Introduzione (Teaser)

EU-funded scientists studied marine sediment core samples in their investigation of the history of the East Antarctic Ice Sheet and the circulation of ocean currents. The resulting data will enable a clearer understanding of the future impacts of a changing climate.

Descrizione progetto (Article)

Past changes in the Earth's climate are preserved in the geological record; understanding this data is the main aim of palaeoclimate and palaeoceanography research. By studying past climates scientists can learn about the variability, vulnerability and mechanisms of past climate systems.

The 'Unravelling past climate as a key to understanding future climate' (UNPACK CLIMATE) project investigated changes in ocean circulation and ice sheet evolution. Isotope geochemistry was used to measure small variations in the abundance of chemical elements to determine changes over million-year to millennial time scales.

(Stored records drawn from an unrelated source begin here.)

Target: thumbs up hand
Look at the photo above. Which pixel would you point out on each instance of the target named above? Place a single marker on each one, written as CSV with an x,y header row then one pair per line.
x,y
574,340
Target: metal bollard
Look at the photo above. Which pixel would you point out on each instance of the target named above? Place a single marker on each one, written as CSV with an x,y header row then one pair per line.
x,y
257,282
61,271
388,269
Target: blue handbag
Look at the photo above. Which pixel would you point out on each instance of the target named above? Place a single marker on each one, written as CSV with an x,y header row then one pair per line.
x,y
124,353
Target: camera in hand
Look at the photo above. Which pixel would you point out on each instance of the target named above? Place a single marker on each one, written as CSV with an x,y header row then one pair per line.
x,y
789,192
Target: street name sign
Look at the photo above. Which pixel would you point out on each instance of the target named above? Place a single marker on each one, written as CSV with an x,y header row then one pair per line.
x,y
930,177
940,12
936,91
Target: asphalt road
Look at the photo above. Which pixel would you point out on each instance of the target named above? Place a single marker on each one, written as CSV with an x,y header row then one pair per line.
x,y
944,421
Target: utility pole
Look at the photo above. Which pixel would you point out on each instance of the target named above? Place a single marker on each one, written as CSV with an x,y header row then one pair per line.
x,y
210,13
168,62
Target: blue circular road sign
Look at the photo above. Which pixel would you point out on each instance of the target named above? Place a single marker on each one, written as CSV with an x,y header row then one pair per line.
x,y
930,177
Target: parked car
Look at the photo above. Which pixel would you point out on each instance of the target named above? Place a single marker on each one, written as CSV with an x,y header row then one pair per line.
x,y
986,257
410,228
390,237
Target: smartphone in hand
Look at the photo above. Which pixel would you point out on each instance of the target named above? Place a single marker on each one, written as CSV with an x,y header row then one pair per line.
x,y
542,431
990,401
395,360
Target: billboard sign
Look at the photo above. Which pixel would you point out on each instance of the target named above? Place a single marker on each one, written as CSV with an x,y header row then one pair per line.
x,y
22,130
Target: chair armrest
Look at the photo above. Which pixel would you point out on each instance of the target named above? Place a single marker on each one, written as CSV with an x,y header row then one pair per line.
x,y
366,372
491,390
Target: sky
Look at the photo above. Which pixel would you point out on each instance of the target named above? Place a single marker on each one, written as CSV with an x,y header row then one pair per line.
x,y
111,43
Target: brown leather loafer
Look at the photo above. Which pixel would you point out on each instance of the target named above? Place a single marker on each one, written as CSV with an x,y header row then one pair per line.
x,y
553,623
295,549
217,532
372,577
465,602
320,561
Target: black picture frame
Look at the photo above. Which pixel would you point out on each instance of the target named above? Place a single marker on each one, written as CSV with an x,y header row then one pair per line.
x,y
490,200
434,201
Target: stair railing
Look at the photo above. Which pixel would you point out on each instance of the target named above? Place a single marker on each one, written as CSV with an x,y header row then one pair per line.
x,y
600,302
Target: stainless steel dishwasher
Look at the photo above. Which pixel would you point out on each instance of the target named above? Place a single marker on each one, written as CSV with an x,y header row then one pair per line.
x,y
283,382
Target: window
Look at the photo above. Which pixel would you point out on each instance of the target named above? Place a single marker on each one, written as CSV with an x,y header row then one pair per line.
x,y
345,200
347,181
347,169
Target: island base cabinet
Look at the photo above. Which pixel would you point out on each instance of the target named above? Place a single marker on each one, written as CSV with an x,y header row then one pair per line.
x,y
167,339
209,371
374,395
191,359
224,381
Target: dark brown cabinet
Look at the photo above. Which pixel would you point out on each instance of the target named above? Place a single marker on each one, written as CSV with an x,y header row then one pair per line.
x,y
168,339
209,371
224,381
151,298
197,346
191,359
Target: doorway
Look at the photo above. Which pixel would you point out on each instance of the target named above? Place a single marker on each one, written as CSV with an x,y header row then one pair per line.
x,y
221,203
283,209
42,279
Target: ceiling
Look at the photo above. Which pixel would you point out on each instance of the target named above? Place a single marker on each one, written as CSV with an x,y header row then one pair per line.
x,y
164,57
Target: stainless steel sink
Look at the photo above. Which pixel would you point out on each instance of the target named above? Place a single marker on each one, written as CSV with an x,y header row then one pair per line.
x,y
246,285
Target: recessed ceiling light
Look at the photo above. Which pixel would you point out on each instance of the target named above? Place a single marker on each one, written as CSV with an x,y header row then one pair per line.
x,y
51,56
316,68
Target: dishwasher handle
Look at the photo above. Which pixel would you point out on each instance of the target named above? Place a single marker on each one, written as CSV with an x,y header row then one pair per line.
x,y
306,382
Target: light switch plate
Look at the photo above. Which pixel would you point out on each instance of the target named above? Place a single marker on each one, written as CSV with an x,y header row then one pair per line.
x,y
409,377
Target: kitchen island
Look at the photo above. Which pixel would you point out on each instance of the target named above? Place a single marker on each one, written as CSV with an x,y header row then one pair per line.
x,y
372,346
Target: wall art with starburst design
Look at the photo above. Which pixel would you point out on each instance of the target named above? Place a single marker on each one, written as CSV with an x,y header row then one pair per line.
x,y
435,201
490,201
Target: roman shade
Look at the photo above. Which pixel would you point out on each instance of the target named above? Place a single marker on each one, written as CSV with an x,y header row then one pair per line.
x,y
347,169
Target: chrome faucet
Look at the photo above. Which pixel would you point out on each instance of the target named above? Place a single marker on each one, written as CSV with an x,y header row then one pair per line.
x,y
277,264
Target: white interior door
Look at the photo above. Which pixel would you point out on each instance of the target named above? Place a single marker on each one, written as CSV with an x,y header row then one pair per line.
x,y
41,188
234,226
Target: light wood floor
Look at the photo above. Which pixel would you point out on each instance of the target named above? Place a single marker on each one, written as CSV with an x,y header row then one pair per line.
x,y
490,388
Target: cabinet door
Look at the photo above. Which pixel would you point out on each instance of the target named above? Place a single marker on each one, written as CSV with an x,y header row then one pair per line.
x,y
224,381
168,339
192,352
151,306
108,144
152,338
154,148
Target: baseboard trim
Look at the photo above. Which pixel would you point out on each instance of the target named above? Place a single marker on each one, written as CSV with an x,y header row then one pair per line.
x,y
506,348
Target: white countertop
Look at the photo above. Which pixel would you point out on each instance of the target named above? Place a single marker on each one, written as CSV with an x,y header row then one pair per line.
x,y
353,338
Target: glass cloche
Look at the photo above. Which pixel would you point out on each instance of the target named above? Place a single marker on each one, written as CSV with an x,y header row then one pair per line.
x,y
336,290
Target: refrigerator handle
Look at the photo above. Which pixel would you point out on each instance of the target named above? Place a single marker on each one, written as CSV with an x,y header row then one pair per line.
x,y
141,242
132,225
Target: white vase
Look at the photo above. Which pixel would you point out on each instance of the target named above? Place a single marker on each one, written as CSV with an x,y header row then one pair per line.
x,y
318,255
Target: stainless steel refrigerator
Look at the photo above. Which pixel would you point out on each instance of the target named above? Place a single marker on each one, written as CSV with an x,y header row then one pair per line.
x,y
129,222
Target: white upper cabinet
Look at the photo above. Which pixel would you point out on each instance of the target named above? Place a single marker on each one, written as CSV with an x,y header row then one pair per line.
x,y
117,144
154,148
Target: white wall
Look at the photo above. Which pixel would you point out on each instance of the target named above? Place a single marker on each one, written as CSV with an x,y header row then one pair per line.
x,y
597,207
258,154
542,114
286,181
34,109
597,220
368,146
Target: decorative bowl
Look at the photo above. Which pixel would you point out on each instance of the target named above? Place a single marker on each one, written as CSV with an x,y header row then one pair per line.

Accurately dated deep sea corals, neodymium isotopes and radiocarbon measurements were used to provide information about the changes in the marine environment. The resulting data was used to achieve a clearer understanding of the role of the ocean during past rapid climate events.

The ocean's depths store and transport vast amounts of heat and carbon. Therefore, it is possible that any changes in circulation could have an effect on the global climate.

Researchers also studied the history of the East Antarctic Ice Sheet over the past 15 million years. This ice sheet contains the largest amount of freshwater on the planet. Therefore, understanding its past stability and possible mechanisms for instability are vital to determining the future impacts of global warming.

Marine sediment cores were used to reconstruct initial ice growth on Antarctica. The cores were also used to reconstruct the East Antarctic Ice Sheet during the Mid Pliocene warm period (around 3.3 to 3 million years ago).

UNPACK CLIMATE has resulted in 62 conference abstracts, 11 peer-reviewed journal articles and 4 additional non-peer-reviewed articles, with many more in preparation.

The project's findings will have important implications for understanding present and future climates. They will also help scientists and policymakers to mitigate the future effects of climate change.